Consuming trans fatty acids leads to higher levels of LDL or “bad” cholesterol and lowers “HDL” known as “good” cholesterol. As a result, arteries become clogged and the risk of developing heart disease and stroke is increased.

At the Harvard School of Public Health, estimates place the annual number of deaths caused by trans fats at 30,000 a year in the US.

One expert on fats, oils and nutrition, Dr. Gerald McNeill, director of research and development and marketing at Loders Croklaan, a producer of oils and fats for more than 100 years, points out that as a result of hydrogenating unstable polyunsaturated fats to keep them from becoming rancid, trans fats, synthetic substances, are produced.

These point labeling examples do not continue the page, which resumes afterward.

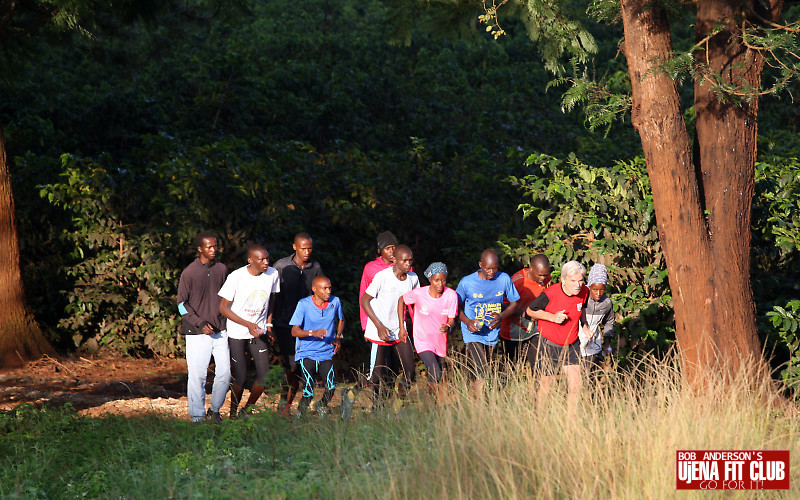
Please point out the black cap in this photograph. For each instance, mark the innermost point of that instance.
(386, 239)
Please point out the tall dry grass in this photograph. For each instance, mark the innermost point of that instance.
(620, 443)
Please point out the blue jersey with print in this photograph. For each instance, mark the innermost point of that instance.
(479, 298)
(310, 317)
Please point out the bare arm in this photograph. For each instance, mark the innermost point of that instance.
(401, 309)
(337, 343)
(383, 332)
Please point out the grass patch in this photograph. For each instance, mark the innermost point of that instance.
(621, 443)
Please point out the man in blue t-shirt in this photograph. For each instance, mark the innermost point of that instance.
(313, 324)
(480, 297)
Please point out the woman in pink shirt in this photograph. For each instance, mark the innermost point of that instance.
(435, 310)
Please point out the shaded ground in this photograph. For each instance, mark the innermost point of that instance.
(98, 385)
(107, 384)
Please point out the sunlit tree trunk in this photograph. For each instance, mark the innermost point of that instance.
(702, 203)
(20, 336)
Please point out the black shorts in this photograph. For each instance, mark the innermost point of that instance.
(552, 356)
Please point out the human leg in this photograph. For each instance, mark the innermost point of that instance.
(259, 350)
(550, 360)
(405, 352)
(286, 344)
(222, 369)
(376, 379)
(325, 371)
(573, 371)
(433, 364)
(238, 371)
(479, 355)
(198, 355)
(308, 372)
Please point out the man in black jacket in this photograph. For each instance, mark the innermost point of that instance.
(203, 326)
(297, 273)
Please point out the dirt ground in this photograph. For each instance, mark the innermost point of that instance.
(99, 385)
(110, 384)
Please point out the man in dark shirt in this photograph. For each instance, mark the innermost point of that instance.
(203, 326)
(297, 273)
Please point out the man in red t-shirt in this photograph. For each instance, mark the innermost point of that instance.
(558, 311)
(517, 331)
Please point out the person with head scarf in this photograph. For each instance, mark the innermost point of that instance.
(435, 310)
(597, 319)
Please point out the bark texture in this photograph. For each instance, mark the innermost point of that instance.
(21, 338)
(702, 200)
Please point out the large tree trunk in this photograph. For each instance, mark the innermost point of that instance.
(20, 336)
(726, 155)
(708, 257)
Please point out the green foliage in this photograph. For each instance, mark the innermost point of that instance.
(776, 213)
(783, 324)
(602, 215)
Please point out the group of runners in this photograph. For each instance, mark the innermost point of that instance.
(564, 327)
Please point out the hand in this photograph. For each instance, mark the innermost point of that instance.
(384, 334)
(254, 330)
(560, 317)
(492, 319)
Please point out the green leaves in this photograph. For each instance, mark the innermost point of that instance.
(601, 215)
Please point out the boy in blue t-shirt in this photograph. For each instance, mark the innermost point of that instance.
(480, 297)
(313, 324)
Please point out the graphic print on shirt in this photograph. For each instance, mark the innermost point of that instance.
(255, 303)
(485, 312)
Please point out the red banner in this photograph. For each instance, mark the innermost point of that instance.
(732, 470)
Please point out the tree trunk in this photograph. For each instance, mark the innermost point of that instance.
(703, 220)
(726, 155)
(20, 336)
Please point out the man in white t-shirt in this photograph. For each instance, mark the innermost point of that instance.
(246, 303)
(383, 328)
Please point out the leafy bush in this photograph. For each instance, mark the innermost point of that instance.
(784, 326)
(600, 215)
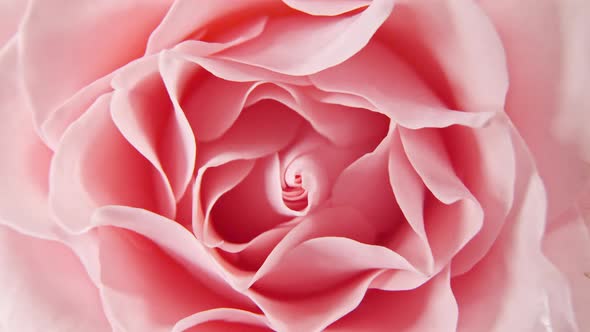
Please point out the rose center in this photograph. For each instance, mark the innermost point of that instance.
(295, 194)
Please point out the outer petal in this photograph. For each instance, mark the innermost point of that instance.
(567, 245)
(515, 287)
(11, 13)
(24, 169)
(546, 43)
(454, 47)
(431, 307)
(158, 275)
(303, 44)
(45, 287)
(79, 42)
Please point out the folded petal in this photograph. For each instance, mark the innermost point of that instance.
(394, 89)
(327, 7)
(455, 48)
(314, 43)
(514, 286)
(567, 244)
(52, 49)
(146, 283)
(11, 13)
(430, 307)
(44, 286)
(146, 117)
(223, 319)
(547, 101)
(95, 165)
(24, 170)
(189, 17)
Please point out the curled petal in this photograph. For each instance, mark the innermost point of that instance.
(53, 49)
(35, 296)
(314, 42)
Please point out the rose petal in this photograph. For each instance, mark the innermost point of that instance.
(324, 263)
(313, 313)
(24, 170)
(51, 48)
(244, 211)
(340, 222)
(11, 13)
(94, 165)
(567, 245)
(262, 129)
(223, 319)
(454, 44)
(327, 7)
(239, 34)
(431, 307)
(58, 122)
(515, 286)
(364, 185)
(484, 160)
(146, 289)
(44, 286)
(314, 43)
(410, 195)
(145, 116)
(174, 240)
(454, 217)
(547, 99)
(186, 17)
(394, 89)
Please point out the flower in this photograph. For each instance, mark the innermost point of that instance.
(294, 165)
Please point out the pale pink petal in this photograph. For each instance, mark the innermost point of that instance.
(45, 287)
(58, 122)
(156, 273)
(24, 170)
(174, 240)
(235, 71)
(567, 245)
(145, 116)
(431, 307)
(244, 212)
(262, 129)
(210, 185)
(515, 287)
(95, 165)
(484, 160)
(394, 89)
(453, 216)
(104, 38)
(455, 47)
(188, 17)
(410, 195)
(327, 7)
(11, 13)
(369, 127)
(330, 222)
(223, 319)
(545, 43)
(235, 36)
(364, 185)
(211, 104)
(313, 313)
(300, 44)
(326, 262)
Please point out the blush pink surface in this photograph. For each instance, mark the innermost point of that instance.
(295, 165)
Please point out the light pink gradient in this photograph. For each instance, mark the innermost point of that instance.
(295, 165)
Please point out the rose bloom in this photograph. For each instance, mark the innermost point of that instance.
(295, 165)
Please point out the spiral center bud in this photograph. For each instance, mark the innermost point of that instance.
(295, 194)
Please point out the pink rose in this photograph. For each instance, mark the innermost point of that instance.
(294, 165)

When non-hydrogenated oils are used in deep fat frying, they produce free radicals or breakdown products that build up in the fryer and can damage human DNA and protein and lead to “aging diseases” such as arthritis and heart disease.

“The key for foodservice operators in switching to trans fat-free oils,” says Dr. McNeill, is the inherent stability of the oil. You need to avoid the build-up process in the fryer from breakdown of polyunsaturated fats. The overall stability of the oil is increased when you reduce polyunsaturated fats.”

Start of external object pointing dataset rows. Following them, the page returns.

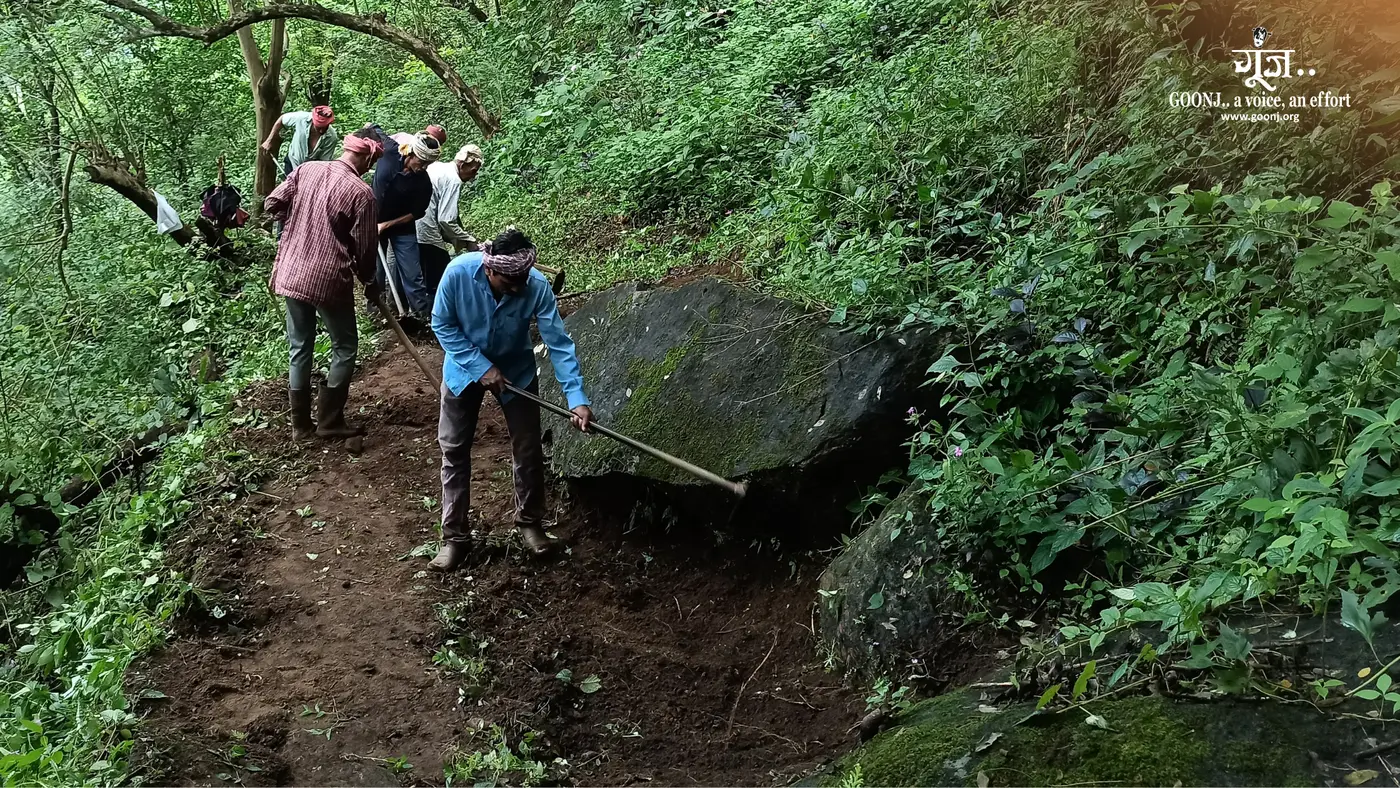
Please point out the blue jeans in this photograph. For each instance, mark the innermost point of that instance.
(408, 273)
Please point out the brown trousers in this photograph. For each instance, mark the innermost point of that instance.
(457, 430)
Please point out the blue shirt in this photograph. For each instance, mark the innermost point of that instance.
(478, 331)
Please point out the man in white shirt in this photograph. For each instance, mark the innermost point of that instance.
(440, 231)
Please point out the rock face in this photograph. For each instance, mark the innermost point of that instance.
(882, 602)
(742, 384)
(1150, 741)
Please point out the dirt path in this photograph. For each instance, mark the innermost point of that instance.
(332, 654)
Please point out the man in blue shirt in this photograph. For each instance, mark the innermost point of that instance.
(482, 314)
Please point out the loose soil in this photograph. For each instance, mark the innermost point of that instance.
(311, 662)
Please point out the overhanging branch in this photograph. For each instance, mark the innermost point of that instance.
(374, 25)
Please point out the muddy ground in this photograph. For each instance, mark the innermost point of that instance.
(325, 654)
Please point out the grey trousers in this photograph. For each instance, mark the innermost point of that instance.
(301, 338)
(457, 428)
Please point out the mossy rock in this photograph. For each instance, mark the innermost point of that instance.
(1150, 741)
(738, 382)
(882, 601)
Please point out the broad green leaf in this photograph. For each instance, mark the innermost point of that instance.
(1390, 261)
(1355, 477)
(1234, 645)
(1081, 685)
(1383, 489)
(945, 364)
(1362, 304)
(1365, 414)
(1355, 617)
(1257, 505)
(1313, 256)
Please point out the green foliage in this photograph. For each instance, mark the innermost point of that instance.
(500, 763)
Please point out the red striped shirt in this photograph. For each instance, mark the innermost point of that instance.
(329, 233)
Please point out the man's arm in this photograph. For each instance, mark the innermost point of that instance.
(273, 140)
(562, 352)
(403, 219)
(366, 235)
(447, 216)
(450, 326)
(279, 203)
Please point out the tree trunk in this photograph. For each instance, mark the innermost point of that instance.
(269, 94)
(374, 25)
(115, 174)
(79, 491)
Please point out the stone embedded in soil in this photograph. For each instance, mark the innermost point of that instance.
(732, 381)
(1150, 741)
(878, 603)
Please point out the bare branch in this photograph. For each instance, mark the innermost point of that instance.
(277, 49)
(374, 25)
(66, 220)
(248, 45)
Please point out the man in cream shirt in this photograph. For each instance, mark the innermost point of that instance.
(440, 230)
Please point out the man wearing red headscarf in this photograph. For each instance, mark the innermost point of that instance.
(331, 240)
(312, 137)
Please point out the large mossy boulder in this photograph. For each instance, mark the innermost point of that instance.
(882, 601)
(742, 384)
(1150, 741)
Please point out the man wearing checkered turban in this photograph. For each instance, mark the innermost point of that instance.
(482, 319)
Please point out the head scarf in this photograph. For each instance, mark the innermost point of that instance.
(363, 144)
(514, 265)
(424, 147)
(469, 154)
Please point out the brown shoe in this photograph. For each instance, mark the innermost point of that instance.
(331, 413)
(450, 557)
(300, 402)
(536, 540)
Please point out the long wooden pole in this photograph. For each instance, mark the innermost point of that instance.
(737, 487)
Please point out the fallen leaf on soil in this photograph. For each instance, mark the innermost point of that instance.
(1362, 776)
(987, 742)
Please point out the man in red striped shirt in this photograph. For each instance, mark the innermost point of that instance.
(329, 240)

Shifting from polyunsaturates to saturated fats is healthier. “Sticking with something natural means you have no unforeseen consequences,” he adds, pointing out that saturates “neither raise nor lower the risk of heart disease. They play an essential role in the body providing cell structure and an energy source. Saturated fats are not as bad for us as people have been making them out to be.”

For operators, the hardest part of eliminating trans fats, as Mort Cohan at Mount Auburn Hospital, says, can be determining what foods contain them. He sees the healthcare foodservice segment moving rapidly to take a leadership role in the ban.

In New York City, Sharon Cox, director of food and nutrition services at the 425-bed Memorial Sloan Kettering Cancer Center, used a computerized back-of-the-house system to check the ingredients in each recipe so staffers would know “what the food we’re serving contains and if something has partially hydrogenated fats.”

The hospital was among the first to “jump on the bandwagon,” she says. “We’re a “made from scratch, fresh facility,” Cox declares. “We do room service and prepare food a la carte so we don’t use a lot of frozen products.” She substituted grilled chicken strips for fried chicken fingers, she adds, and has found trans fat-free products to be “plentiful.”

The changeover in eliminating trans fats, she says, was virtually “seamless.” “We take pride in our meals and our patient satisfaction scores are in the 90th percentile.”